ODTÜ olayları sonrasında yaşananlar gösterdi ki iktidar da olsanız, muktedir de olsanız, zengin de olsanız bu ülke de hala söylem üstünlüğü bir kesimin elinde olduğu gibi duruyor.

Bir ulusal kanalda yayınlanan, bol göğüs dekolteli hatunların cirit attığı, hafifmeşrep bir dizide rol alan bir aktörümüz Hiç düşündün mü ülkenin en zor kazanılan üniversitesinin öğrencileri seni neden sevmiyor diye” şeklinde bir soru tevcih ediyor başbakana. Zanaatçı arkadaşımız aklınca cinlik yapıyor.

Şimdi biz de bu cin zanaatçı arkadaşa soralım bakalım:

Hiç düşündün mü? Bu milletin kahir ekseriyeti sen ve senin gibi düşünen sanatçıları hiç takmıyor.

Hiç düşündün mü? Bu millet neden laf tutmuyor da gidip gidip bu “sevilmeyesi” adama oy veriyor.

Hiç düşündün mü?
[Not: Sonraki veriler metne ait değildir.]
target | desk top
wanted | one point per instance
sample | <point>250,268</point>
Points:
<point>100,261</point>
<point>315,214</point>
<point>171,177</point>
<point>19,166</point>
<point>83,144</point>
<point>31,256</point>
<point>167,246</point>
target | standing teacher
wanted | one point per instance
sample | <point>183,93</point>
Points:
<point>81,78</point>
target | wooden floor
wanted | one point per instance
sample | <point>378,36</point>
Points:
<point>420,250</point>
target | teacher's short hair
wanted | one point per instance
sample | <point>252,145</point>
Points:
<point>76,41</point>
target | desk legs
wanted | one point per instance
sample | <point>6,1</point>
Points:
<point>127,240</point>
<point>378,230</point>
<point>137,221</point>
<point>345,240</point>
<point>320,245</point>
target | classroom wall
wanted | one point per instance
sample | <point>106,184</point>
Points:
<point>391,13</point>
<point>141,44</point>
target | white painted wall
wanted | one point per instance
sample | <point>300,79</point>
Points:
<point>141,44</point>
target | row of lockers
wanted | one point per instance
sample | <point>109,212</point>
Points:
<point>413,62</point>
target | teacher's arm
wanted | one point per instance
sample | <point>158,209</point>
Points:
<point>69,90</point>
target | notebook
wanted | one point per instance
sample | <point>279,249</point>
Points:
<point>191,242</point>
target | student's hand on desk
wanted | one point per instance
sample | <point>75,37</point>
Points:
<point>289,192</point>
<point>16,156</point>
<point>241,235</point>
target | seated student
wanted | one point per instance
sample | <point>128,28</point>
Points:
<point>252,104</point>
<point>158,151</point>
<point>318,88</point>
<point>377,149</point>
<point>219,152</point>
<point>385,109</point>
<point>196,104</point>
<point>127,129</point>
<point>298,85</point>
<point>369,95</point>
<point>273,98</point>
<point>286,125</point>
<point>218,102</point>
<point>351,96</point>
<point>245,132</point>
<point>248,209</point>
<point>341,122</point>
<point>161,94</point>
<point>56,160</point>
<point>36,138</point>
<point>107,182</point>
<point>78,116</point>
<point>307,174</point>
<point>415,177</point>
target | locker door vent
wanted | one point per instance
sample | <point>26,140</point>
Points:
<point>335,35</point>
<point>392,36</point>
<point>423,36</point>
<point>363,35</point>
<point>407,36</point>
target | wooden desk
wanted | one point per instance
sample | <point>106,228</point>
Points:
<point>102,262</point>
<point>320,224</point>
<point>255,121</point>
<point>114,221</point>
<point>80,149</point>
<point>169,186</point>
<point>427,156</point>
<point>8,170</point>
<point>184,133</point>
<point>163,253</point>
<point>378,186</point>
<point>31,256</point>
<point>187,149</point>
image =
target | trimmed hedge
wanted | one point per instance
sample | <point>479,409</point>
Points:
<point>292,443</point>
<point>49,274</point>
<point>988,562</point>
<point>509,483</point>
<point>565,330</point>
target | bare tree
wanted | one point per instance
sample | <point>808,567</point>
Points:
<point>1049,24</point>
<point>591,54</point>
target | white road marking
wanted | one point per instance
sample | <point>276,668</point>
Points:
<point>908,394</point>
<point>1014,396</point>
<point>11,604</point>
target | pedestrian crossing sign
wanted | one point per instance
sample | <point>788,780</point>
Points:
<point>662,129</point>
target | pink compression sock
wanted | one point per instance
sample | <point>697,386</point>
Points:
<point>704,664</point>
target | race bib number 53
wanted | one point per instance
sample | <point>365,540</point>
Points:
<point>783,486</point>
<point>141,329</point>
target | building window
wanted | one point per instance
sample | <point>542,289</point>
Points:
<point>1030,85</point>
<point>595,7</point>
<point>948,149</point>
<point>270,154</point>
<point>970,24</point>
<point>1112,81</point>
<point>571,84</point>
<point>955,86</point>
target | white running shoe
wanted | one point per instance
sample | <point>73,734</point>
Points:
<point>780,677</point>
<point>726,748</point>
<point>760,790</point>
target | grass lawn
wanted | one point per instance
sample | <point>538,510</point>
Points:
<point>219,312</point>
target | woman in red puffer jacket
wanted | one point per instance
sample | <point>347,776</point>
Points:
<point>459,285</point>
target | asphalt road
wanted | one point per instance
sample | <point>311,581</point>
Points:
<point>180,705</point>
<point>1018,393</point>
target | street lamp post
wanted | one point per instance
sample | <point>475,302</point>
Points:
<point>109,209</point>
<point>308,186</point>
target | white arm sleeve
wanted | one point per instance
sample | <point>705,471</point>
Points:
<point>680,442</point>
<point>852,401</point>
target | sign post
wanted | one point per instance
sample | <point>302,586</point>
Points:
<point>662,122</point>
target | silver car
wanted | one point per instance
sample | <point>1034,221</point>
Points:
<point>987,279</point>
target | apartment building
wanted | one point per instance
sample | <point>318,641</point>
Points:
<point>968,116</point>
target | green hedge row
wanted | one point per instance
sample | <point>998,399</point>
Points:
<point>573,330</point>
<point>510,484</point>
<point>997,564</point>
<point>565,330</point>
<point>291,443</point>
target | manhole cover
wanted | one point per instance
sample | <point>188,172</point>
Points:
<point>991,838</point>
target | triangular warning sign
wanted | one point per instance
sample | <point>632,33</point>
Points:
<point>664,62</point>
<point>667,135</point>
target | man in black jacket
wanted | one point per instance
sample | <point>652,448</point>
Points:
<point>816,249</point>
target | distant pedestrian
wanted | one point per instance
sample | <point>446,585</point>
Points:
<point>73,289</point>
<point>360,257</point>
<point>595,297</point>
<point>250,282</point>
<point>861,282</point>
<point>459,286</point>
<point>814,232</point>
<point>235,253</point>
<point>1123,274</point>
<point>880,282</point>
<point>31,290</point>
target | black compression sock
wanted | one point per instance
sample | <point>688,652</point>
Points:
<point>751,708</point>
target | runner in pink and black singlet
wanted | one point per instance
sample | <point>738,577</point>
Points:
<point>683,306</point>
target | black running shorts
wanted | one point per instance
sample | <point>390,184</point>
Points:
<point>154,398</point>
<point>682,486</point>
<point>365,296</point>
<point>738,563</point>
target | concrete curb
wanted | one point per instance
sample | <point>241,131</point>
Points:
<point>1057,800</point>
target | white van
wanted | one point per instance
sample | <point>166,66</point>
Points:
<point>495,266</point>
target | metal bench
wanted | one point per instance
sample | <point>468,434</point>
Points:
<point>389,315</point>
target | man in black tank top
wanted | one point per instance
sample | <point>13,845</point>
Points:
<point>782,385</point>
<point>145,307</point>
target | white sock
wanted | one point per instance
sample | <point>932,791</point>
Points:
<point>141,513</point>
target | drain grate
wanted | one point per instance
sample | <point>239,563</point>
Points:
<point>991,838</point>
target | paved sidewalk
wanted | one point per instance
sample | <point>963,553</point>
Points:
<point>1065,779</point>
Dünyanın en demokratik ve kazanılması en zor seçimlerinden biri sayılabilecek seçimlerde %50 oyu bu parti nasıl alıyor.

 Hiç düşündün mü? Bu oyu veren halk ne talep ediyor. Bu reylere ve rey veren halka saygı duymayı hiç düşündün mü ?

Nasıl yani? En demokratik falan diyerek, en zor diyerek amma da abarttın, uçurdun yani sen de yollu dudak büzenler olabilir. O vakit, 10 Yıldır anlamayanların seviyesine inmeye çalışalım ve konuyu biraz açarak şöyle izah edelim:   

Medyaya karşı,

Yerleşik güç odaklarına karşı,

Sermaye çevrelerine karşı,

Sanat çevrelerine karşı,

Yargıya karşı,

Postal seslerine karşı,

Üniversitelere karşı,

Amerika’ya karşı,

İsrail’e karşı,

Bölücülüğe karşı,

Velhasıl sesi gür çıkan kim varsa hepsine karşı üst üste 3 seçim kazanmadı mı? Her seferinde tek başına iktidar olmuş, hem de her seferinde oyunu artırmış, , üstüne üstlük iktidarda yıpranmadığı gibi en nihayetinde her iki seçmenden birinin oyunu alma noktasına ulaşmış olmak kolay iş mi?

Jeton köşeli olabiliyor bazen, daha da açmak icab edebilir. Muhtar bile olamaz denen bu adam sizin o pek kıymetli teveccühlerinizi kazanmak için oylarını nereye kadar artırsa yeterli olur acaba.

Ya da esas can alıcı zaviyeden bakalım meseleye. Halk kaç nispetinde oy verirse halkı aşağılamaktan vazgeçersiniz. Bu partiyi kaç kere daha tek başına iktidara getirirse ikna olursunuz, bu halkın bir talebi olduğuna. Israrla bir talepte direttiğine. Ya da “saygı” “horlanmama” gibi taleplerinde direttiğine ikna olur musunuz acaba?

Muhalefet çapsız da Ak Parti onun için oyunu artırıyor diyerek işin içinden sıyrılmak kolaycılığına kapılanlara da sesleniyoruz. Bırakın bu hokus pokusları.

Millet idaresinden alınan gücün millete hizmet etmek için kullanılması, halkın temel beklentisi. Ahkâm keseceklere tahammülümüz hiç yok bu saatten sonra. Çalışan oylarını artırıyor.

Partizanlık, fanatiklik kalesine sığınarak savunma yapmak isteyenler olacaktır. Hayır, öyle değil, hiç alakası yok. Nasıl mı? Hatırlayın 1999 Seçimde % 22 alan bir parti 3 sene sonra %1 e düşmedi mi? Düştü, hatta yok oldu. Demek ki neymiş? Çalışan kazanıyormuş. Partizanlıkmış, fanatiklikmiş, geçin bunları efendim.

Valla durum bu, bu olmasına da. Yazının başında da zikrettiğimiz gibi halkı hor gören elitlerin sesi hala tok çıkıyor. Söylem üstünlüğü hala eski Türkiye’de anlayacağınız vesselam.